La antropología nos ofrece un marco para comprender esta lógica. Girard mostró cómo las sociedades tienden a organizarse en torno a mecanismos sacrificiales. Cuando el conflicto se desborda, se busca una víctima que encarne todos los males y que, una vez eliminada o expulsada, restaure simbólicamente el orden. En el mesianismo político ocurre lo contrario: el líder no se ofrece como víctima, sino que se autopercibe como redentor. Ya no se trata de pacificar mediante la expulsión, sino de concentrar en una sola figura toda la esperanza, toda la fe, toda la salvación, y, por supuesto, todo el poder.

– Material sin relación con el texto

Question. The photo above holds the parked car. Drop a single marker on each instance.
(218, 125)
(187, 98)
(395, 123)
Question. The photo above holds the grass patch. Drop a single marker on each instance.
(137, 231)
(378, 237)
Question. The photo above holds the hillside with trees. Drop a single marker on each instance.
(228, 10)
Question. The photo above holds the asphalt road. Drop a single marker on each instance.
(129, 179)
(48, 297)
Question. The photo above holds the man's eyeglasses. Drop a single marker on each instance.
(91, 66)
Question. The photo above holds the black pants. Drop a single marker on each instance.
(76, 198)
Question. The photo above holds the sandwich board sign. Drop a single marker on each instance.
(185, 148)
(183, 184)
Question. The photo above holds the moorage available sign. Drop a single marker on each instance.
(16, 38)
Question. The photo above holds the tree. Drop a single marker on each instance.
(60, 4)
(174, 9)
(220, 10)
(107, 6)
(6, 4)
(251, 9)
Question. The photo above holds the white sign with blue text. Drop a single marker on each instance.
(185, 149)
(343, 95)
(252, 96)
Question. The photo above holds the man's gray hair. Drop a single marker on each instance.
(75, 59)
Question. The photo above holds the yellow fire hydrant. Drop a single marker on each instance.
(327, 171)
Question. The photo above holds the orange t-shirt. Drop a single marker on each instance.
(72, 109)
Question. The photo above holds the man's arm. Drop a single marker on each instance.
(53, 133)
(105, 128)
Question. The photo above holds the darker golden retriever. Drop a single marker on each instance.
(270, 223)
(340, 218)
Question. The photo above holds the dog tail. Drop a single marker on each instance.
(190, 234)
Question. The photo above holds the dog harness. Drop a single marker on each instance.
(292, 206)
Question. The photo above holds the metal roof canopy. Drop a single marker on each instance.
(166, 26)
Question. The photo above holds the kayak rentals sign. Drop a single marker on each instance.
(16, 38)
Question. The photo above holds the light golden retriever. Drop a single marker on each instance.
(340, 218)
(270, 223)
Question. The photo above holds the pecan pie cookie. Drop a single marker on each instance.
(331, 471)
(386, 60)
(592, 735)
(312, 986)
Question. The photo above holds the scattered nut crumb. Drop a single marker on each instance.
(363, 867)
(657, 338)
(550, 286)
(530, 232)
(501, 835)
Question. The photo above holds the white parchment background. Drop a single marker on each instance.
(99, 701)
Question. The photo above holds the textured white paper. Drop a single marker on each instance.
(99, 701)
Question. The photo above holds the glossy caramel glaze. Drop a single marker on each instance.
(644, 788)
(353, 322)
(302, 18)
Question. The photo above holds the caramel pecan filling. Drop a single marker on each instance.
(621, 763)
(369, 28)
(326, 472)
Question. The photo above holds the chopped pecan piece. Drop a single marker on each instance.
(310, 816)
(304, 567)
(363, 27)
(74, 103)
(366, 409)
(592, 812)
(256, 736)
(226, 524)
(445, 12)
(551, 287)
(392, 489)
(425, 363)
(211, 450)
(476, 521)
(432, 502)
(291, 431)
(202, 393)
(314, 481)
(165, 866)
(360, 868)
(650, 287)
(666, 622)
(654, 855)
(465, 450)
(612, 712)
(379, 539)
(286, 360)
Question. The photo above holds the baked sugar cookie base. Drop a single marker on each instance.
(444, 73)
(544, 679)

Es difícil hacer política democrática cuando el escenario se parece tanto a una religión civil. El peligro no es solo institucional, sino también cultural. Una sociedad que deja de pensar en común para dejarse salvar por uno solo se vuelve infantil, frágil y propensa al abuso. Por eso, más allá del análisis puntual de un caso u otro, conviene estar atentos a los lenguajes, los símbolos y las formas de poder que alimentan esta tentación. Porque el mesianismo político no es solo una patología del líder, es también una renuncia de los ciudadanos a ejercer su libertad adulta.